Voor een aantal stoffen in de lucht gelden wettelijke grenswaarden, welke zijn vastgelegd in het hoofdstuk 5 van de Wet milieubeheer (de zogenaamde Wet luchtkwaliteit). De normen zijn gesteld ter bescherming van de gezondheid van de mens. De luchtkwaliteit dient in zijn

algemeenheid, met uitzondering van de werkplek, bepaald te worden. Het ontstaan van nieuwe knelpunten moet worden voorkomen. De gemeente toetst daartoe nieuwe ruimtelijke ontwikkelingen expliciet aan de normen uit de Wet luchtkwaliteit. Is de verwachting dat de ontwikkeling zal leiden tot overschrijding van de normen, dan wordt naar een zodanig (technisch en/of planologisch) alternatief gezocht dat wordt voldaan aan de normen.

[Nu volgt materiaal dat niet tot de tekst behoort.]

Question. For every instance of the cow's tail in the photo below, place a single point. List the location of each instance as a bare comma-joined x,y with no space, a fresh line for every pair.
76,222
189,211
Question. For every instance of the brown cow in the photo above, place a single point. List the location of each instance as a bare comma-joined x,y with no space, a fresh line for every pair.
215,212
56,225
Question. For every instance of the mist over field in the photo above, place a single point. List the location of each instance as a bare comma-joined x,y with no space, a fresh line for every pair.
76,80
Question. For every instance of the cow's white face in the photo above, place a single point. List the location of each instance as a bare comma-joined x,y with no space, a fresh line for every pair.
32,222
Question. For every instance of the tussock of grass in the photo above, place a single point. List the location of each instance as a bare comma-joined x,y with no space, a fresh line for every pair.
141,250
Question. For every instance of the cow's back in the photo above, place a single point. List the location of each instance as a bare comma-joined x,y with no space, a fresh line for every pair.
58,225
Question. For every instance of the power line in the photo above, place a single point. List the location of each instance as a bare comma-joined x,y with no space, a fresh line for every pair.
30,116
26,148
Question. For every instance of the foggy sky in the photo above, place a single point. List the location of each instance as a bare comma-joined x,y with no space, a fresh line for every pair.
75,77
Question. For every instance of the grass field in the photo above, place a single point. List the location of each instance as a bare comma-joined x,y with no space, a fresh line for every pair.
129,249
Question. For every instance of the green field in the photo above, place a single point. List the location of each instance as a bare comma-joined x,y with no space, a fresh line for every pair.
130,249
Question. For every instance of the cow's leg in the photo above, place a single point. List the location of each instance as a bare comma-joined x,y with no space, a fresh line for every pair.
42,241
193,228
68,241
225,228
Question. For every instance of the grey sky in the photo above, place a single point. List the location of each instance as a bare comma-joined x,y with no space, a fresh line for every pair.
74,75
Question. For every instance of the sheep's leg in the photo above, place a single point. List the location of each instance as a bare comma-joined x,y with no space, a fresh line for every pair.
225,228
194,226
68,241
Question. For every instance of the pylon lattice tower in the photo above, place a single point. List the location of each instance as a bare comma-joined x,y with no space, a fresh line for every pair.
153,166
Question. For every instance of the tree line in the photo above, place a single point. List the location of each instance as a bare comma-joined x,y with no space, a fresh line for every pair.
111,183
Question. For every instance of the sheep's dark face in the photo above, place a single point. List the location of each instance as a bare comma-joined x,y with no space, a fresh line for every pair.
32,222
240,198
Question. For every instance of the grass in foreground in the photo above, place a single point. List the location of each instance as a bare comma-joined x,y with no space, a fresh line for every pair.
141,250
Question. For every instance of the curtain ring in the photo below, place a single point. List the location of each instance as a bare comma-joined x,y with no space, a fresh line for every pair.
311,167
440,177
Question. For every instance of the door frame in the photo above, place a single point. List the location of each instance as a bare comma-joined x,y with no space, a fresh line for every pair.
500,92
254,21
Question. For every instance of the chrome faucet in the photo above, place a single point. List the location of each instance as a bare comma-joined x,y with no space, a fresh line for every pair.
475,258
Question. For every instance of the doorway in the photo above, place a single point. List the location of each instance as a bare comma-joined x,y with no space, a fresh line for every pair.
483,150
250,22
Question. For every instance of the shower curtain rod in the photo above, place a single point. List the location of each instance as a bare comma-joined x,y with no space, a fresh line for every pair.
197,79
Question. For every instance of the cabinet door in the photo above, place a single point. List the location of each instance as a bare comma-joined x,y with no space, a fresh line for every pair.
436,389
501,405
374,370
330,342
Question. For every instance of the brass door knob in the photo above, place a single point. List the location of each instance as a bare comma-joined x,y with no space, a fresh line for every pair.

Van bepaalde projecten met getalsmatige grenzen is vastgesteld dat deze ‘niet in betekenende mate’ (NIBM) bijdragen aan de luchtverontreiniging. Deze projecten kunnen zonder toetsing aan de luchtkwaliteitsnormen worden uitgevoerd. Een project draagt ‘niet in betekenende mate’ bij aan de luchtverontreiniging als de grens van 3% van de grenswaarde voor de jaargemiddelde concentratie fijn stof en stikstofdioxide niet wordt overschreden. In de

algemene maatregel van bestuur ‘Niet in betekenende mate’ (Besluit NIBM) en de ministeriële regeling (Regeling NIBM) zijn de uitvoeringsregels vastgelegd die betrekking hebben op het begrip NIBM.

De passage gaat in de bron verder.